In purely instrumental music, this is not as crucial but nevertheless has an impact on the meaning of the work which gives us a sense of purpose or, as often, the feeling that the composer is talking at us rather than to us. 

To illustrate the point, I would invite you to listen to the following extract from a concert given by “L’Orchestre” I conducted on 18th December 1984 in the Church of St Germain L’Auxerrois in Paris. You can check how most people think it should go by looking the work up on youtube.


You will find the tempo faster than usual. This is a literal reading of the tempo indication from the urtext Neue Mozart Ausgabe Edition which shows “alla breve” indicating the composer’s instructions to play it by beating 2 in a bar (and not in 4 as marked in earlier editions).
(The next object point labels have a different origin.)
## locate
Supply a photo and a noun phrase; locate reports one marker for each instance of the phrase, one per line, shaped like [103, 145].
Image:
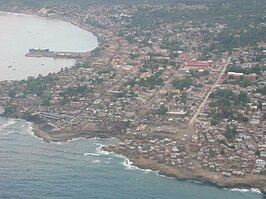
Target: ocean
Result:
[20, 32]
[32, 168]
Interestingly, the following allegro is perceived as slower and not faster than the introduction. The logic for playing it in three and not a slow 1 in a bar is that, following the same logic, if allegro is the movement, a tempo beaten in 1 makes the 16ths (semiquavers) unplayable at bar 72.

With the result that if the opening is faster to the point of exhilaration, the allegro at 3/4 is slower than we are used to and conveys a sort of lilting and pastoral atmosphere which introduces us into a different scenery altogether.

Allegro in 3/4

When the full orchestra joins the fray with the second theme (you’ll notice we hasten the pace there, as was common at the time), we are almost in Beethoven’s Eroica (key, tempo and almost the same notes) and the mood has changed completely.
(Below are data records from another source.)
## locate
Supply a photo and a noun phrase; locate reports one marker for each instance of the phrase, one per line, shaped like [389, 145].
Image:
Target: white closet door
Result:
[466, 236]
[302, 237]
In the following movement, to be played with two beats in a bar (2/4), we observe very short value notes to be played quickly. The movement is on no account slow. Mozart confirms the “andante” by adding “con moto“. 
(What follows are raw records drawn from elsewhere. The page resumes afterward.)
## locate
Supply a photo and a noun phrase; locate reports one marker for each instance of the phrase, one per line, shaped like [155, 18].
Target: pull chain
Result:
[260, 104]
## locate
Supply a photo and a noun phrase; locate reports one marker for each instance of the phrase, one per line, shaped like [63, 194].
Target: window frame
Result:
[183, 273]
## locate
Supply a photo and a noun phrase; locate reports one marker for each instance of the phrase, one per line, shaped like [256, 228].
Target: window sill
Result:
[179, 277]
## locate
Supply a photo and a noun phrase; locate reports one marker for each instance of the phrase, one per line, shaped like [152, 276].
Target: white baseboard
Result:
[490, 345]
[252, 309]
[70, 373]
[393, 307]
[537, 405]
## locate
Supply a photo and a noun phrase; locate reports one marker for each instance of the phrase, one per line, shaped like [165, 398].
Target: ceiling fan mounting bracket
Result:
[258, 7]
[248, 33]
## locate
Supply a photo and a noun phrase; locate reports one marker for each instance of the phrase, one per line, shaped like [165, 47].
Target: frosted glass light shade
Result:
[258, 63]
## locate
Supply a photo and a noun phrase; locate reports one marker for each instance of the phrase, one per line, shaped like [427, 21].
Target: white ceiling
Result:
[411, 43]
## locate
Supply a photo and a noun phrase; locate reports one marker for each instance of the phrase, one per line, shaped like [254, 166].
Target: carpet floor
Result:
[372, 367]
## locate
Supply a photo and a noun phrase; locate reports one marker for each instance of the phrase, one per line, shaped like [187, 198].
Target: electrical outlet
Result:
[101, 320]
The accelerando at the end is not written (any more than the traditional rallentando).

There follows the (allegretto) Menuet and Trio (Ländler in the Viennese style) in 3/4 (beaten in 1). The question is whether to beat the music in 3 : it might be possible. If one did, one wouldn’t need to change gear for the trio.

Finale / Allegro in 2/4

The attentive listener to the recording will hear the musicians battling with tradition. The tension is almost palpable as the orchestra fields a score which doesn’t always resemble the music they know. The result is unquestionably unfinished and the listener can be forgiven for thinking we might have been kinder to the composer.

But it is an inevitable fruit of colliding opinions and a necessary stage in the process of re-evaluation of past methods. I am sure that the next time the same principles are applied by the same musicians, it will be more polished, more tender and more poetic, as Mozart deserves.

I would like to thank Professors David H Bailey, David Daniels, Steven Larsen and Michael Wittenburg for their interest in this question and engagement in a discussion about tempo (on another piece altogether – and we seriously didn’t concur) but which brought me back to this performance which still retains some of that energy so necessary to Mozart.

We were discussing about what “slow” meant when applied to “movement”. One should remember that in days when communication was slow, composers had to be really practical and were concerned with efficiency.

If you like, that means that the instructions for how fast the piece should be played should be read at face value, especially concerning the metre : 2, 3 and 4 and nothing else except the compound 6 and 9 and 12 (beaten in 2, 3 and 4 respectively and never subdivided, at least not for music written before about 1840). If the result is unexpected, perhaps we should say “well maybe that’s what they wanted”.

And that lastly, but probably most importantly of all, the morphing of the slow movement into slow music seems to have become for many of us an aesthetic altar on which to bare our souls. And in a weird sort of way, has made the music untouchable.

Maybe if we started fighting about the way music should be played, our concert halls would start filling up again. Perhaps we have to get back into the danger zone to survive.

I think that Mozart would have appreciated that. He loved life in the fast lane and would have been appalled to see how dead we have become in our attitudes to art.

His greatest pleasure was to hear people whistling his tunes in the street.